The legendary choreographer Merce Cunningham has died at the age of 90. He and John Cage altered the landscape of the avant garde in dance and music. When younger, I attended a lot of dance recitals - I took a fair amount of dance, despite having anything but the body type for it. The fencing teams I was part of often met in dance studios, so I was around dancers a lot from an early age, including some first girl friends - I was under the impression in my early teens that all girls stood around with perfect turnout and upturned chin and little bun at the back of the head and aspired to Giselle.

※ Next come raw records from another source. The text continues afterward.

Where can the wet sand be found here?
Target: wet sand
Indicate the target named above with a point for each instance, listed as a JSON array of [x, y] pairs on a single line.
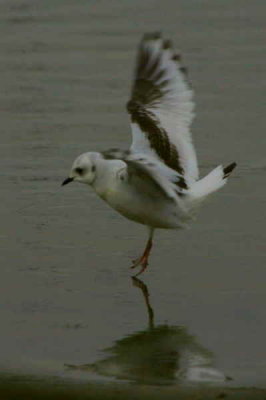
[[66, 295]]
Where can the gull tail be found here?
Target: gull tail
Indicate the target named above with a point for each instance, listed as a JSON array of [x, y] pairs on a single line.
[[216, 179]]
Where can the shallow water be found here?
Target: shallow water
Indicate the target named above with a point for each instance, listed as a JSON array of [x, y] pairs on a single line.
[[69, 308]]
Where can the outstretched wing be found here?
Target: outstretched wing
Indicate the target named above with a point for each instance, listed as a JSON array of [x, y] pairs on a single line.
[[161, 108]]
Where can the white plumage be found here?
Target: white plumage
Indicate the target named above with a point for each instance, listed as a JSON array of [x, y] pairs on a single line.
[[155, 183]]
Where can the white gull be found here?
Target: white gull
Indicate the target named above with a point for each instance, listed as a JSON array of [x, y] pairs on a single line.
[[156, 182]]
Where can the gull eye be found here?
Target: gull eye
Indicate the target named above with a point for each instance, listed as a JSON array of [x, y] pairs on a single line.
[[79, 170]]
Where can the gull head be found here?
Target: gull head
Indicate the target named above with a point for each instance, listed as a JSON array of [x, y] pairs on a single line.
[[83, 169]]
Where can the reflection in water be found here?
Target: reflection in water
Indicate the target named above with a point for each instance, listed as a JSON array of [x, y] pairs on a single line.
[[161, 354]]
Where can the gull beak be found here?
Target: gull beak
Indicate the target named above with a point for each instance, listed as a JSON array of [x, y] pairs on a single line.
[[67, 180]]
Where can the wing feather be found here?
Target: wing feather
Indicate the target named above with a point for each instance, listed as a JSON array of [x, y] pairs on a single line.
[[161, 108]]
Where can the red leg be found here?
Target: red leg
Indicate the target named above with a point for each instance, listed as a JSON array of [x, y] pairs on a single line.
[[143, 260]]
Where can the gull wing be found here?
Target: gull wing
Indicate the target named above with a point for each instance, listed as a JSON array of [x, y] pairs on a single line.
[[161, 108]]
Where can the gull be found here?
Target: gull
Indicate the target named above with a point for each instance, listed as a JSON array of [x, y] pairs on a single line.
[[156, 182]]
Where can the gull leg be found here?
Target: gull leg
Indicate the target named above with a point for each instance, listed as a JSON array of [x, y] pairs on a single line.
[[143, 260]]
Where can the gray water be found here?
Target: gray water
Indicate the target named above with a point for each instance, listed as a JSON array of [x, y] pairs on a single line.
[[68, 306]]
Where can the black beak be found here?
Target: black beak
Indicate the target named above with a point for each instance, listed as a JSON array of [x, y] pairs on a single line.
[[67, 180]]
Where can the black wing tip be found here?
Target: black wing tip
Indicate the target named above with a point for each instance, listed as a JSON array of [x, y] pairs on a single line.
[[227, 170]]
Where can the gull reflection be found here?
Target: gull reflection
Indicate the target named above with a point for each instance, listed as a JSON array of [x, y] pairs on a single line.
[[162, 354]]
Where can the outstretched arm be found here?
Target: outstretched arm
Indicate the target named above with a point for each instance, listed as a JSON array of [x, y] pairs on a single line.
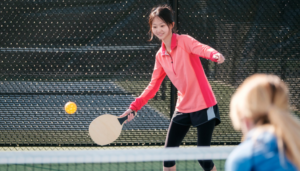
[[195, 47]]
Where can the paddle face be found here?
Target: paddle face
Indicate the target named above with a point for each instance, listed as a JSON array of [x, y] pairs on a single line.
[[105, 129]]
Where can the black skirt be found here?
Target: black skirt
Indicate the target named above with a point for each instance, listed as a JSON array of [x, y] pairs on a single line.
[[197, 118]]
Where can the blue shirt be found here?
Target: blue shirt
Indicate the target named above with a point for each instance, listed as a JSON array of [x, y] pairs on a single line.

I love dance, actually, and I recall seeing a couple of the MC performances at UCLA in the early 1980s. They really stimulated me. I eventually got tired of the whole random thing, the John Cage silence thing, not so much because of what Cunningham and Cage did with it, but because it so quickly and inevitably became a schtick in later hands, and a schtick at the expense of actual formal technique. Back at UCLA, a young avant garde film student, much influenced by Cage, once asked me if I would put my modest cello playing skills at his disposal as the sound track to his film. He had in mind some (for me) fairly difficult music, and I spent many months working it up and recording it for him. Having been perhaps overinfluenced by the avant garde, however, he took the tape with my (okay, not so thrilling) efforts, and proceeded to stomp on it, sprinkle the tape with oil and dribbles of bleach, and finally run it through a bucket of sand. Then he used that as the "musical" soundtrack. There wasn't much cello, high quality or low, left on the tape, and when I expressed my less-then-thrilled views, he told me that it wouldn't have been the same had I not put those months of effort into it. He cited Cage as inspiration (which I thought was not quite right) and thanked me sincerely and entirely without apology.
Still, even after I had tired of the gimmicks that all this zenny stuff spawned, I always loved Merce Cunningham Company performances. The dance was always amazing, it had something that really did introduce a spontaneity to contemporary dance that must have been like a glass of cold water when it first appeared. It managed to move and excite me when I saw it decades later. Merce Cunningham, adieu.
Cunningham was indeed one of the genuises of dance.
Despite all that, a number of his pieces are simply beautiful, including Ryoanji, The Perilous Night, and his "unplayable" string quartets and late "number" pieces.
With 4'33", all he was saying was "listen to the world around you" - it's amazing how that simple action made so many people so utterly defensive.
Cage viewed and experienced the world in a very different way than most of us. I only wish I had that kind of inquisitiveness and imagination.